Node Crash With Error 2341 DbtcMain.cpp ; Whatchdog Is Killing The Hard Way (Doc ID 1983412.1)

Last updated on DECEMBER 28, 2016

Applies to:

MySQL Cluster - Version 7.2 to 7.3 [Release 7.2 to 7.3]
Information in this document applies to any platform.

Symptoms

Data node crashes with the following error:

Time: Thursday 29 January 2015 - 04:35:22
Status: Temporary error, restart node
Message: Internal program error (failed ndbrequire) (Internal error, programming error or missing error message, please report a bug)
Error: 2341
Error data: DbtcMain.cpp
Error object: DBTC (Line: 8327) 0x00000002
Program: ndbmtd
Pid: 34407 thr: 6
Version: mysql-5.5.35 ndb-7.2.15
Trace: /user/database/log/ndb_4_trace.log.2 [t1..t11]
***EOM***

---------------------

Another example of same issue is below.

MySQL Cluster was operating normally with no recent changes: no new schema / users / load being added.

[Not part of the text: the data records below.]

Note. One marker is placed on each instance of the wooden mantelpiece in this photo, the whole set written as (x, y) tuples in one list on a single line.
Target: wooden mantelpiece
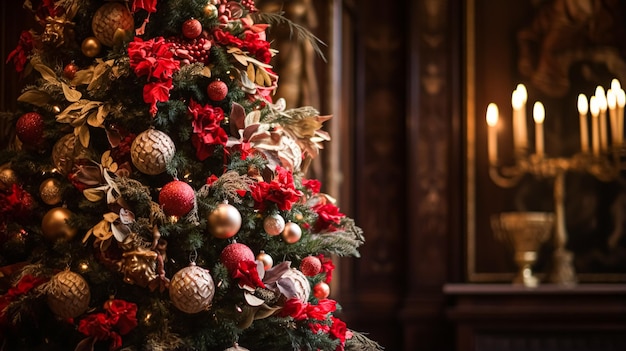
[(502, 317)]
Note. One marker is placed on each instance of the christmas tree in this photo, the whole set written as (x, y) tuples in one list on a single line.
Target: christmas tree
[(156, 196)]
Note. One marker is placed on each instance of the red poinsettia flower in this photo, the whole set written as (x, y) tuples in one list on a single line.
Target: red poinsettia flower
[(247, 274), (327, 216), (154, 59), (207, 132), (327, 267), (280, 191), (119, 318), (20, 54)]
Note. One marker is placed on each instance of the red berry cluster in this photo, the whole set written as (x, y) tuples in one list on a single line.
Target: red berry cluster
[(191, 50)]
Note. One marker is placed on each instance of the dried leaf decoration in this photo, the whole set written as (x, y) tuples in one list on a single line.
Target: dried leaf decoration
[(82, 114)]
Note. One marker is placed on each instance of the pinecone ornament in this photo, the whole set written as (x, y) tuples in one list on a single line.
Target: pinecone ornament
[(151, 151), (68, 294), (192, 289), (109, 20)]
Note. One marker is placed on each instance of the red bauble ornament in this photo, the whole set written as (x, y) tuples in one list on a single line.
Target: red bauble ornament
[(217, 90), (192, 28), (235, 253), (321, 290), (311, 266), (29, 129), (177, 198), (69, 71)]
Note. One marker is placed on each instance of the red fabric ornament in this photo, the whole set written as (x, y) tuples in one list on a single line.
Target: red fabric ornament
[(177, 198), (192, 28), (217, 90), (311, 266), (235, 253), (29, 128)]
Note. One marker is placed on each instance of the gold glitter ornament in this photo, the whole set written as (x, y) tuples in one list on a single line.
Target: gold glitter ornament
[(54, 225), (192, 289), (91, 47), (151, 151), (50, 191), (292, 233), (68, 294), (111, 21), (224, 221)]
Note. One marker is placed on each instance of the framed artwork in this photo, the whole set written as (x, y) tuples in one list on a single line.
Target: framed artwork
[(558, 49)]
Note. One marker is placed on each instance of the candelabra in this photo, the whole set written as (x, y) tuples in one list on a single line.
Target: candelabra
[(601, 161)]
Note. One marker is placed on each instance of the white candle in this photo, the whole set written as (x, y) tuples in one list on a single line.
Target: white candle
[(595, 125), (519, 125), (492, 133), (583, 108), (539, 114), (522, 95), (621, 101), (611, 103)]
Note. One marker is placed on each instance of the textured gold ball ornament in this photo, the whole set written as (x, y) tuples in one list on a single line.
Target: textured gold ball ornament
[(274, 224), (224, 221), (7, 178), (292, 233), (54, 224), (91, 47), (192, 289), (68, 294), (151, 151), (111, 20), (266, 259), (50, 191)]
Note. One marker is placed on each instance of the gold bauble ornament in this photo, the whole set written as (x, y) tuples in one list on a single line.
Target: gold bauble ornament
[(68, 294), (50, 191), (224, 221), (266, 259), (54, 224), (7, 178), (292, 233), (91, 47), (192, 289), (151, 151), (113, 21), (274, 224)]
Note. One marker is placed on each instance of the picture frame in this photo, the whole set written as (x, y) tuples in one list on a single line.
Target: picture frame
[(494, 34)]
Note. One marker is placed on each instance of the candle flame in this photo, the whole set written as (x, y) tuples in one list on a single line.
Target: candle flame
[(583, 106), (492, 114)]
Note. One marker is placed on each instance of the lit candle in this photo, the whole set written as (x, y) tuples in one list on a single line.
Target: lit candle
[(583, 108), (539, 115), (611, 103), (492, 133), (522, 95), (621, 101), (595, 124)]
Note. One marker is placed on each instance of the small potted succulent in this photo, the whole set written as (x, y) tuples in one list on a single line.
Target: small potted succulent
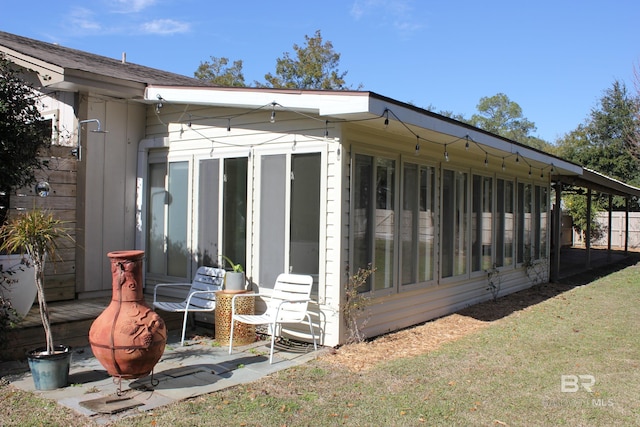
[(38, 233), (234, 279)]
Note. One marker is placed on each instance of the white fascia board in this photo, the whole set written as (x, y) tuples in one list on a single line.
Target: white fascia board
[(324, 104), (48, 73), (415, 118)]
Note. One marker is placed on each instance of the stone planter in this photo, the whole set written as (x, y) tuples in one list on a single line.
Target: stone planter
[(50, 371)]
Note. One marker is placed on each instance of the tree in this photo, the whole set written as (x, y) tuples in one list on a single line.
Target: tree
[(315, 66), (219, 72), (22, 134), (498, 114), (611, 136)]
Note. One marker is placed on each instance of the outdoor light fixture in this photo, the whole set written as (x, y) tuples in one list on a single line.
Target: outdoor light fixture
[(78, 150)]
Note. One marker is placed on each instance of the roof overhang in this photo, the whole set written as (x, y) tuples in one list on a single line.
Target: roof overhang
[(599, 182), (356, 105), (53, 77)]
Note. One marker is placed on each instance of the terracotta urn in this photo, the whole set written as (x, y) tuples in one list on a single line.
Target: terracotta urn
[(128, 337)]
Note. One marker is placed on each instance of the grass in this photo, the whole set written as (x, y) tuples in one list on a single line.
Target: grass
[(507, 374)]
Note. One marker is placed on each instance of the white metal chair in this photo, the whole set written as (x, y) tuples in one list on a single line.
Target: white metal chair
[(288, 304), (201, 295)]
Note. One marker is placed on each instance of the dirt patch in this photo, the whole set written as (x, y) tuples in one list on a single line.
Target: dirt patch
[(405, 343), (431, 335)]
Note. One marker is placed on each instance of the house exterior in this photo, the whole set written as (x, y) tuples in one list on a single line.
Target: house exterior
[(310, 182)]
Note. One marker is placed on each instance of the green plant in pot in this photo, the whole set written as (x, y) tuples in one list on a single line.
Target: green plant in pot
[(234, 279), (39, 233)]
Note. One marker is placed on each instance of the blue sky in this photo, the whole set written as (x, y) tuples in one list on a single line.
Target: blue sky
[(554, 58)]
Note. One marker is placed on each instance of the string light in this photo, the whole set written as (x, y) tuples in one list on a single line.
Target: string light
[(273, 113)]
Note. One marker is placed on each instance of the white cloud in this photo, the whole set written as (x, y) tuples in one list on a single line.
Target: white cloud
[(132, 6), (165, 26), (397, 13), (84, 20)]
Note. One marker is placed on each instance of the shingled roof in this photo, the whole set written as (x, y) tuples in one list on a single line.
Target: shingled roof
[(73, 59)]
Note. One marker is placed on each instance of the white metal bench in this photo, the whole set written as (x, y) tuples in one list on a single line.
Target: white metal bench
[(201, 295)]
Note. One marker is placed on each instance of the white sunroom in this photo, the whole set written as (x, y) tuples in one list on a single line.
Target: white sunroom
[(323, 183)]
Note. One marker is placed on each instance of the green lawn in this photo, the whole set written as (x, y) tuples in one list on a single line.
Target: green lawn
[(510, 373)]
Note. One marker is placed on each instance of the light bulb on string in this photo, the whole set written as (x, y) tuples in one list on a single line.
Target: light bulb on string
[(273, 113)]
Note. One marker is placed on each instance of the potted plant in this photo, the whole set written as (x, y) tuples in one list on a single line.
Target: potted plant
[(38, 233), (234, 279)]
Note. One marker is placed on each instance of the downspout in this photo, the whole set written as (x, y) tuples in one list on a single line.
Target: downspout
[(587, 237), (557, 234), (141, 186), (609, 232), (626, 225)]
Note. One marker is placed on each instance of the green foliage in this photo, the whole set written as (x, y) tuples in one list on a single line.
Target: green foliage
[(498, 114), (21, 132), (219, 72), (607, 142), (355, 303), (235, 267), (315, 66), (38, 233)]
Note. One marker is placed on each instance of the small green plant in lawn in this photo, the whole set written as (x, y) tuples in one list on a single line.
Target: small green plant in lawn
[(493, 279), (355, 303)]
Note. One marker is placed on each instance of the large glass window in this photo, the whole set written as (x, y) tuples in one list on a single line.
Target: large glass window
[(543, 200), (374, 229), (385, 223), (208, 217), (505, 222), (234, 226), (525, 253), (167, 214), (417, 224), (305, 213), (454, 223), (362, 214), (482, 223)]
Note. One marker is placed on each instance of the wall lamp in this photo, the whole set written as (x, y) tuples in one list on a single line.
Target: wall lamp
[(78, 150)]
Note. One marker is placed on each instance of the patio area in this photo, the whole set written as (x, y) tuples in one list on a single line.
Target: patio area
[(203, 366)]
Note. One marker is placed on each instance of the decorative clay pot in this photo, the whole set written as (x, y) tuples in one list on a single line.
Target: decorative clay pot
[(128, 337)]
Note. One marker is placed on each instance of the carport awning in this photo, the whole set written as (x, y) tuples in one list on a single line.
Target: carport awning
[(599, 182)]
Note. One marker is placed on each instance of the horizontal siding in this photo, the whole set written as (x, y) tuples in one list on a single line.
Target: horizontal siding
[(406, 309)]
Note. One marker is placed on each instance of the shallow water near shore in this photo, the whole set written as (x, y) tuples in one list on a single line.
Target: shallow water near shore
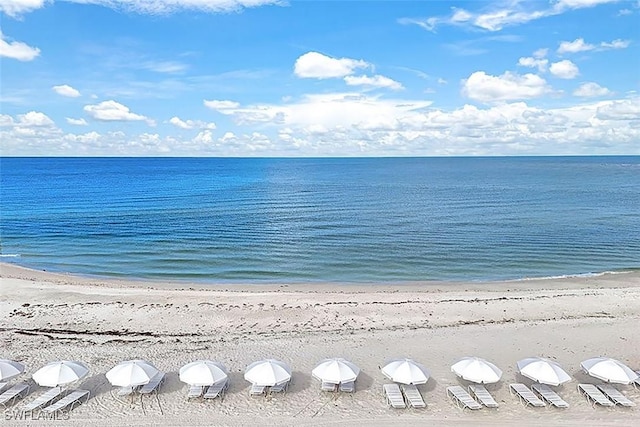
[(322, 220)]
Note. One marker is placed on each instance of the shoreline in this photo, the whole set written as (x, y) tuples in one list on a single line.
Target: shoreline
[(102, 322)]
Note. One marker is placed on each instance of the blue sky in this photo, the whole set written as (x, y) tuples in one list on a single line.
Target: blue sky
[(319, 78)]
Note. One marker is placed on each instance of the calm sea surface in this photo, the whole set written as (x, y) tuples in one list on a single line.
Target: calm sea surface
[(322, 220)]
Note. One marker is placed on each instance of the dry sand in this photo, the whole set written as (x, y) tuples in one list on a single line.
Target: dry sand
[(47, 317)]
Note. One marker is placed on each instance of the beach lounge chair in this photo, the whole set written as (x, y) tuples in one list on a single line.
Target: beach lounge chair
[(126, 391), (413, 396), (217, 389), (348, 387), (461, 398), (77, 397), (593, 395), (615, 395), (482, 395), (257, 390), (195, 391), (549, 395), (394, 396), (526, 396), (14, 393), (45, 398), (328, 386), (279, 388), (153, 385)]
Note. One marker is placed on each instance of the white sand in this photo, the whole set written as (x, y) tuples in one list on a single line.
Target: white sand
[(50, 317)]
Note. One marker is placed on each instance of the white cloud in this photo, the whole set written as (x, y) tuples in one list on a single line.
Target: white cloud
[(34, 118), (112, 111), (498, 15), (564, 69), (221, 106), (17, 50), (375, 81), (319, 66), (507, 87), (591, 89), (15, 8), (540, 64), (191, 124), (66, 90), (578, 45), (77, 122)]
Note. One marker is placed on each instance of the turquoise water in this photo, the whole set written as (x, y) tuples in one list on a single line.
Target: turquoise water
[(322, 220)]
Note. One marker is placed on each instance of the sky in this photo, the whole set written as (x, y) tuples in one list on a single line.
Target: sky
[(319, 78)]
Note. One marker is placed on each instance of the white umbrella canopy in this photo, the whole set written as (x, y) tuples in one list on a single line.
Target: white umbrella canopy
[(131, 373), (476, 370), (203, 372), (9, 369), (268, 372), (543, 370), (405, 371), (59, 373), (336, 371), (609, 370)]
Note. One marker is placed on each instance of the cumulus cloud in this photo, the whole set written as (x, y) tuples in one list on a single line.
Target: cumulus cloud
[(76, 122), (564, 69), (319, 66), (16, 8), (220, 105), (375, 81), (579, 45), (17, 50), (112, 111), (507, 87), (191, 124), (590, 89), (66, 90)]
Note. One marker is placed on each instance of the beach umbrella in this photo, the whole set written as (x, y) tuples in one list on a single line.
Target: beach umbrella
[(543, 370), (203, 372), (476, 370), (335, 371), (131, 373), (609, 370), (405, 371), (59, 373), (268, 372), (9, 369)]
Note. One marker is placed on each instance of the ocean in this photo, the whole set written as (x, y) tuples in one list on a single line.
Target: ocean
[(310, 220)]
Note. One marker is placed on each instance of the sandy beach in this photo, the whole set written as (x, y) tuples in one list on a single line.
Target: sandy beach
[(47, 317)]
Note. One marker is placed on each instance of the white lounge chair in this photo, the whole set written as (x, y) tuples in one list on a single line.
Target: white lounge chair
[(526, 396), (348, 387), (45, 398), (462, 399), (195, 391), (279, 388), (593, 395), (153, 385), (483, 395), (217, 389), (413, 396), (328, 386), (257, 390), (394, 396), (16, 392), (549, 395), (77, 397), (615, 395)]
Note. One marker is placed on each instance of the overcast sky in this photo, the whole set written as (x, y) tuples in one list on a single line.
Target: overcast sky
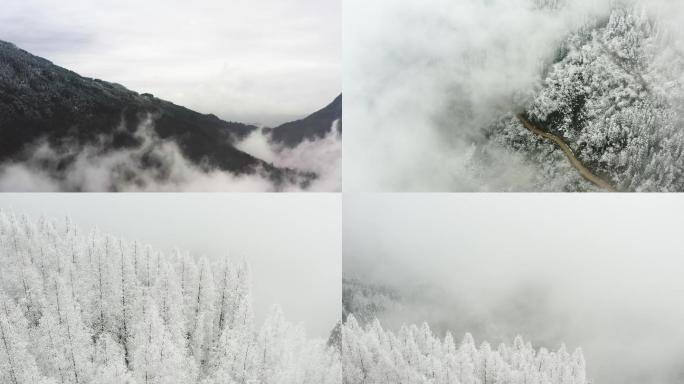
[(291, 241), (603, 272), (262, 61)]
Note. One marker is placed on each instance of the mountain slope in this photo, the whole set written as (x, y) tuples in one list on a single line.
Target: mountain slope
[(614, 95), (314, 126), (40, 101)]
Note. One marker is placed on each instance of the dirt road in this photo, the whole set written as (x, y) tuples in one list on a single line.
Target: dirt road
[(586, 173)]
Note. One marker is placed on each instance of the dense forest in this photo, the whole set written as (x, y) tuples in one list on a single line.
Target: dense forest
[(414, 355), (86, 307), (613, 92)]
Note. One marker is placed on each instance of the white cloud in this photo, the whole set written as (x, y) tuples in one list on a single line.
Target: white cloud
[(264, 61)]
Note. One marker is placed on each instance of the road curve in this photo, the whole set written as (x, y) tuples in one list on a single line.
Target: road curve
[(584, 171)]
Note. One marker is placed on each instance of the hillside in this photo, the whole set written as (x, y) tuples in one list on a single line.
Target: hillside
[(53, 121), (613, 94), (85, 307)]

Expected typical or baseline load on the ndbmtd nodes but nothing which appears to overwhelm the OS according to typical metrics ( load average etc ).

The entire ndb cluster crashed , however on investigation it can be seen that a few nodes crashed with a specific issue, which led to a cascading failure throughout the cluster due to Node Groups being unavailable and thus Cluster is forced down to protect the data.

Errors in ndb error reporter file show hard failure of the first node. Then subsequent nodes fail due to the already high load, causing the remaining nodes to become likewise overloaded, before a complete shutdown is forced.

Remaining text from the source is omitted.